Trotzdem argumentieren Sie, das Internet sei für die europäische Demokratie wie gemacht. Warum?

Das Internet ist ein grenzenloser Kommunikationsraum. Wir haben vor dem Internet Medien gehabt wie die Zeitungen und das Radio, die immer sehr stark an nationale Grenzen und nationale Öffentlichkeiten gebunden waren. Mit dem Internet haben wir jetzt zum ersten Mal einen Kommunikationsraum, der wirklich völlig unabhängig von nationalen Grenzen funktionieren kann. Das Internet bringt ob der eigenen Struktur und Technologie gute Voraussetzungen für eine Form der transnationalen Kommunikation mit. Es gab ja schon immer das Argument: Europa braucht eine Öffentlichkeit und ein europäisches Medium. Es gab entsprechende Versuche in den klassischen Medien, beispielsweise Euronews oder Arte. Das hat alles nie so richtig funktioniert. Aber im digitalen Raum hat man meines Erachtens bisher nie einen vergleichbaren Versuch gewagt.

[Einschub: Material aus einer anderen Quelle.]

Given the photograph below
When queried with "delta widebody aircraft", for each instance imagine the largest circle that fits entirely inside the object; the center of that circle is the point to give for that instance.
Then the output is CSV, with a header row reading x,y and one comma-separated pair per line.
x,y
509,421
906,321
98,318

Gibt es dafür Vorbilder? Am weitesten gediehen ist ja bisher die globale Vernetzung der Rechtspopulisten…

Ja. Ich würde sogar argumentieren, dass die Akteure, die am ehesten so etwas wie eine europäische Öffentlichkeit bisher erzeugt haben, rechtspopulistische Akteure sind. Ausnahmen sind noch einige zivilgesellschaftliche Akteure bei einzelnen Themen. Wir haben eine große Mobilisierung gegen TTIP gesehen. Wir sehen auch eine große europäische Mobilisierung derzeit zur EU-Urheberrechtsreform. Wenn Interessengruppen zu spezifischen Themen mobilisieren wollen, dann schaffen sie es in Europa auch. Aber der Rechtspopulismus hat das eben auch geschafft – und noch dazu in einem hohen Maße.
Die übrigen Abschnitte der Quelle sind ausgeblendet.